Fast forward and now it’s Christmas. It’s my partner’s favourite time of year. His love language is giving. He has always gotten more joy from giving gifts than from receiving them. And he is good at it. I mean really good at it. His gift giving is legendary here at home and with his family. He ‘wins’ Christmas every year and has made me cry more times than I can count with his thoughtfulness.
He files away information and shops all year long. For him, Christmas or some other celebration is always right around the corner.
So we exchanged our gifts in the morning before going to his folks place for the afternoon and then to my mom’s place for the evening.

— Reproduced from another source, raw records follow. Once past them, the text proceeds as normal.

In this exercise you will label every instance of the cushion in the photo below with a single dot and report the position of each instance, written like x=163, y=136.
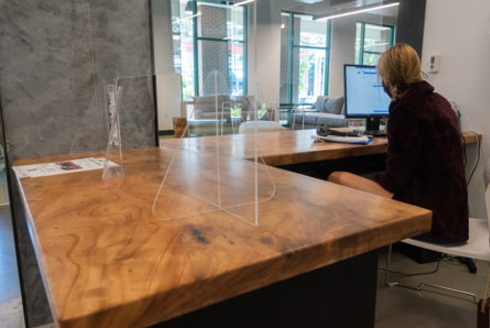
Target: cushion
x=332, y=120
x=320, y=103
x=334, y=105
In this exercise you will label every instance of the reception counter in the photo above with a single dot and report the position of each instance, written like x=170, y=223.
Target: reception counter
x=108, y=261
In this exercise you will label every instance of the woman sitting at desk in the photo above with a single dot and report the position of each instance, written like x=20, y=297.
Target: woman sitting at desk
x=424, y=164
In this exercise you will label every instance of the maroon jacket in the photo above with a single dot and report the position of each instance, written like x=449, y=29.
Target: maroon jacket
x=425, y=166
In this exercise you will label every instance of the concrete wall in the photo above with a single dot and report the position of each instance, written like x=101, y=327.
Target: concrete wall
x=56, y=58
x=459, y=32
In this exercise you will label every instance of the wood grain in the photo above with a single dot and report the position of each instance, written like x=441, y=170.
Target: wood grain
x=107, y=261
x=285, y=147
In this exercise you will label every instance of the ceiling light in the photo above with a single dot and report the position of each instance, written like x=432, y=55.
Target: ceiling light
x=354, y=12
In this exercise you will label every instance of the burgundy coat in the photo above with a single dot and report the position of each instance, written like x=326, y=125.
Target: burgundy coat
x=424, y=166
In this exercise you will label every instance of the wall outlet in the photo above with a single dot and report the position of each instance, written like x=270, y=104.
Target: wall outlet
x=434, y=62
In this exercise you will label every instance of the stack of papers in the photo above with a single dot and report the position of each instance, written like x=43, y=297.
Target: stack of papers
x=62, y=167
x=363, y=140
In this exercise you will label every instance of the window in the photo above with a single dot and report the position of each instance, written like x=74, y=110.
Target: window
x=371, y=41
x=210, y=37
x=305, y=53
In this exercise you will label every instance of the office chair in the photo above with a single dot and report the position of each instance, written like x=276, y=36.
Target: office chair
x=477, y=247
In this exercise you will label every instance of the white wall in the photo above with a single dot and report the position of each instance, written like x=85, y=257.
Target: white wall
x=459, y=31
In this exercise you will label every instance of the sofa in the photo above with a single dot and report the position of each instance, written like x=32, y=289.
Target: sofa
x=325, y=110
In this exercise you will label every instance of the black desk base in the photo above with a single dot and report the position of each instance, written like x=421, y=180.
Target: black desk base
x=342, y=295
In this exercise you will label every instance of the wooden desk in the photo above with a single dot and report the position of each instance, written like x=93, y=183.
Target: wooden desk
x=107, y=262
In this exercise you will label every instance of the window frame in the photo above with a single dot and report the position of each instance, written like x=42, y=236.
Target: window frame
x=391, y=39
x=197, y=38
x=290, y=65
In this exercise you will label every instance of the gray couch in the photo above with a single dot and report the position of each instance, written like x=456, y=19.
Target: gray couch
x=326, y=110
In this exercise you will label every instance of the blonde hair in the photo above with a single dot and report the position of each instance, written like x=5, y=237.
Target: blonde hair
x=399, y=66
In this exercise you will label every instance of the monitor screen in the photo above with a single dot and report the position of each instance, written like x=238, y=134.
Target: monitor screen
x=364, y=94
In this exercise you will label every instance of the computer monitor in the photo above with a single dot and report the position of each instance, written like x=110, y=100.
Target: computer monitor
x=364, y=95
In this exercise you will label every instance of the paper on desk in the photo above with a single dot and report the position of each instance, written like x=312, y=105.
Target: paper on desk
x=62, y=167
x=363, y=140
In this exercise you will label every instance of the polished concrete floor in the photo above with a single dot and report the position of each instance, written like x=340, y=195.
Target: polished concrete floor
x=10, y=302
x=395, y=308
x=429, y=308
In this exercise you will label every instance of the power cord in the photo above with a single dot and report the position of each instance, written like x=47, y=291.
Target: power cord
x=478, y=156
x=417, y=273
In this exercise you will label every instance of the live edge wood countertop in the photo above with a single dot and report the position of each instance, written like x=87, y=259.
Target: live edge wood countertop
x=107, y=261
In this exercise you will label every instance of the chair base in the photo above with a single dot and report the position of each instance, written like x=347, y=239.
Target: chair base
x=420, y=286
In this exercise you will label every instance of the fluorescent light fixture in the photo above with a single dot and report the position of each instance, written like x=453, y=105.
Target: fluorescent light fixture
x=354, y=12
x=242, y=3
x=188, y=7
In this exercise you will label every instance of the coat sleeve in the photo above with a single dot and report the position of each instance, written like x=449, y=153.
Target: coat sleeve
x=405, y=140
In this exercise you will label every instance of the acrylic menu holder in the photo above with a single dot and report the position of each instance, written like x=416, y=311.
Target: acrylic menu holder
x=218, y=171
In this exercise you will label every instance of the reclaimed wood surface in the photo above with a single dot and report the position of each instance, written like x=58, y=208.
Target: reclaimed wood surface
x=108, y=261
x=285, y=147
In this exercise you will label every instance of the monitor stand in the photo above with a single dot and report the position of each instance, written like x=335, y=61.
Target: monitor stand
x=372, y=127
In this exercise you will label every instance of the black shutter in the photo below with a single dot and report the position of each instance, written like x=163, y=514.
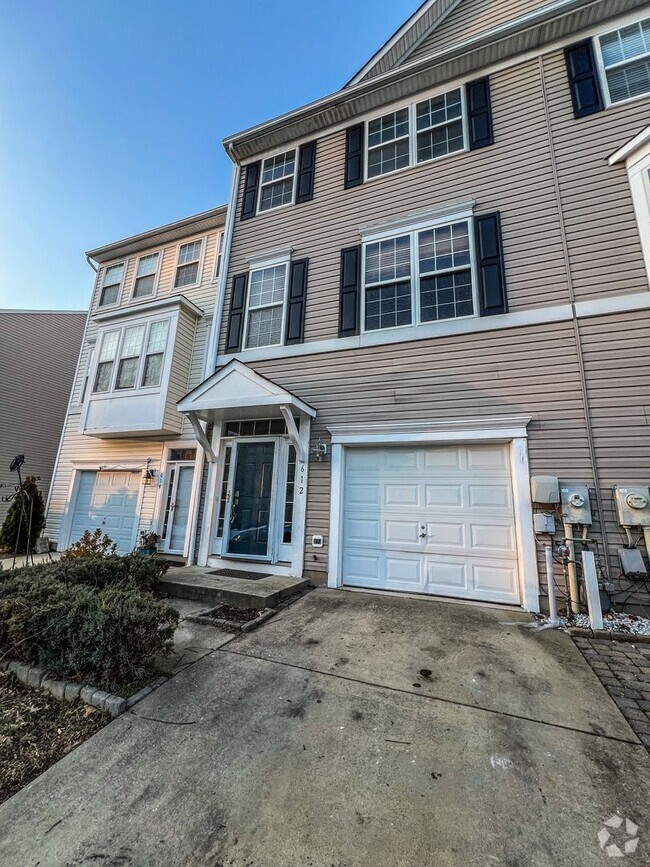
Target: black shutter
x=349, y=306
x=249, y=203
x=581, y=67
x=491, y=275
x=296, y=306
x=479, y=114
x=355, y=142
x=237, y=312
x=306, y=172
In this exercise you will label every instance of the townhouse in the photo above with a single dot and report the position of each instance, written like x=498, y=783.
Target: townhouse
x=128, y=462
x=434, y=297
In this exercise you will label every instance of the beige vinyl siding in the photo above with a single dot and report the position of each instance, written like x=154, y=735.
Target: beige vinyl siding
x=38, y=357
x=514, y=176
x=186, y=373
x=602, y=232
x=471, y=18
x=455, y=377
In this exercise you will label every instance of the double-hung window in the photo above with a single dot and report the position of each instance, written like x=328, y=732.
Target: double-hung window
x=188, y=265
x=145, y=275
x=131, y=357
x=416, y=134
x=626, y=61
x=268, y=287
x=111, y=285
x=421, y=276
x=278, y=178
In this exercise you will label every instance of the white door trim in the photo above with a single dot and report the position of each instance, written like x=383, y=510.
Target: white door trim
x=159, y=505
x=514, y=434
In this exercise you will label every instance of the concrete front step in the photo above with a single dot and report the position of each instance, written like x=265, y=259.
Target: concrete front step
x=240, y=592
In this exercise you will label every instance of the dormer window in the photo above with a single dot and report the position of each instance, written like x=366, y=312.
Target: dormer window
x=145, y=275
x=188, y=265
x=135, y=368
x=111, y=285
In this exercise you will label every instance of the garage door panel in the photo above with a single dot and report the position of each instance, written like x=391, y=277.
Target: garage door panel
x=108, y=501
x=402, y=495
x=460, y=498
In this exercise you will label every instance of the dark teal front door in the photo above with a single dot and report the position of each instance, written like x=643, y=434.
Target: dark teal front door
x=250, y=512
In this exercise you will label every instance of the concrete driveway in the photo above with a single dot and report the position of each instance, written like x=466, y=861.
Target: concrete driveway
x=322, y=740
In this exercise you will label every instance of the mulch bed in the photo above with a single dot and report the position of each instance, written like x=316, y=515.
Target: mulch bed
x=235, y=615
x=36, y=730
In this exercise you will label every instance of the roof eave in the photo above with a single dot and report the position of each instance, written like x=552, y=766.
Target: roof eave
x=529, y=32
x=161, y=235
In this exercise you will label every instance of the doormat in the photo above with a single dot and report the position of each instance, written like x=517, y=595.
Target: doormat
x=237, y=573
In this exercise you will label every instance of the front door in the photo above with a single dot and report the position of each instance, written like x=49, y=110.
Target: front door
x=248, y=532
x=178, y=497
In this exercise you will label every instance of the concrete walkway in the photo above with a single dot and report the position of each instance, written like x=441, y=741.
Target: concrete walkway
x=351, y=730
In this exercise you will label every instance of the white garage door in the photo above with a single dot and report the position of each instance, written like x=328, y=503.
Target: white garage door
x=431, y=520
x=107, y=500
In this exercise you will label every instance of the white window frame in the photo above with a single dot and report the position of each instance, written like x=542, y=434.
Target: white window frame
x=413, y=134
x=600, y=63
x=413, y=231
x=105, y=268
x=138, y=388
x=156, y=278
x=260, y=186
x=199, y=273
x=260, y=265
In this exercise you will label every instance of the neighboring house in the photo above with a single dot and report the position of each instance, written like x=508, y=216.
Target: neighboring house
x=128, y=461
x=436, y=283
x=38, y=355
x=434, y=287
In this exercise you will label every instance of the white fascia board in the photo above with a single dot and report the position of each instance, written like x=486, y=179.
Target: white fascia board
x=630, y=147
x=152, y=307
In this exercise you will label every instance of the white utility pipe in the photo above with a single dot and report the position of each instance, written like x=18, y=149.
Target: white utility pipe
x=574, y=590
x=553, y=619
x=590, y=579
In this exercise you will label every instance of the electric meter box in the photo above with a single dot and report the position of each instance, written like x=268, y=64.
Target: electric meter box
x=545, y=489
x=576, y=506
x=632, y=505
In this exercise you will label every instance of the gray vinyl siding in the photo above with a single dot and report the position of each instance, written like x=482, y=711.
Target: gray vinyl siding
x=515, y=176
x=187, y=372
x=471, y=18
x=38, y=357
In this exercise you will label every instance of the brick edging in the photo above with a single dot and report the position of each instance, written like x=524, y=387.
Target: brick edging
x=582, y=632
x=70, y=690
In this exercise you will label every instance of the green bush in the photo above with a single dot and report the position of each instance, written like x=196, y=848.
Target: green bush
x=13, y=530
x=132, y=569
x=102, y=637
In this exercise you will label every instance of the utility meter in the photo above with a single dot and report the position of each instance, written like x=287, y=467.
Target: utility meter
x=632, y=505
x=576, y=507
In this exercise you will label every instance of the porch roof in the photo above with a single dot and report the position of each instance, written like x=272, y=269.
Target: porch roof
x=237, y=391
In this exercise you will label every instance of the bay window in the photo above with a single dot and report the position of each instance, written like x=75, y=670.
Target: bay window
x=131, y=357
x=421, y=276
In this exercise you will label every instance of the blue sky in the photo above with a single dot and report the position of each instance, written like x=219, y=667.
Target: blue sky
x=112, y=114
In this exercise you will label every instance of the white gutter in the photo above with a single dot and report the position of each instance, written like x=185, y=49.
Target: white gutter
x=211, y=354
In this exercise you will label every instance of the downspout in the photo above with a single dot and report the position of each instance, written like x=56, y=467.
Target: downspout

The last gift he handed me was big. He said he wasn’t sure about this one. As I made it through the first layer of wrapping he said, “We can return it if you don’t like it.”
I kept opening it, carefully, hoping I would like it because he seemed a little worried about it. I finally got to the last layer and peeled up the corner. I saw the red berries first and I knew. It was ‘Bittersweet.’ Here in my hands.
It was a spectacular gift I had not ever expected. My hands shook as I gently removed the rest of the wrapping. The lump in my throat felt like a softball. I had to turn my head to stop the tears from falling on the painting. I propped it on the couch and went to him to hug him and hold him tight. “I love you,” I squeaked through the emotion, “Thank you,” I said as I squeezed him tight. I cried tears of love, joy and surprise.
This was beyond sweet. It was beyond expected. It was beyond belief. (And it was way beyond budget!) I could feel his emotions too as he squeezed me back. “I can’t believe you did this,” I croaked through my tightened throat and thankful tears.
He moved the painting to a chair where we could both stand and admire it. He held me and I let the tears flow. “This is a painting of your photo,” he said, “it’s of our crows, taken from our backyard. There is nowhere it should be other than right here.”
I couldn’t speak. I could barely breathe. I just held him tighter and thanked my lucky stars. We stayed that way for awhile, reluctant to leave this moment.
But there were festivities and our families to visit and more joy to be had today. The painting would be here when we got back – and always.
And of course the story was told. And I found out more details. He had bought it as soon as I had showed him the link the first time. So by the time I told him I was going to buy it that Sunday, he had done so already. As luck would have it, it arrived one day in late May while I was out for a walk. He was able to get the picture in the house and unpackaged and burn the box it came in before I got back. He hid it in the back of his wardrobe for the past seven months.
As gifts go, hands down this is the second-best gift I have ever received in my lifetime. There is no doubt about that. Of course the best gift has been, and will always be, the love and life I have with my partner. I am blessed with the richness he brings to my life. I cannot thank him enough.
Not just for this, but for everything.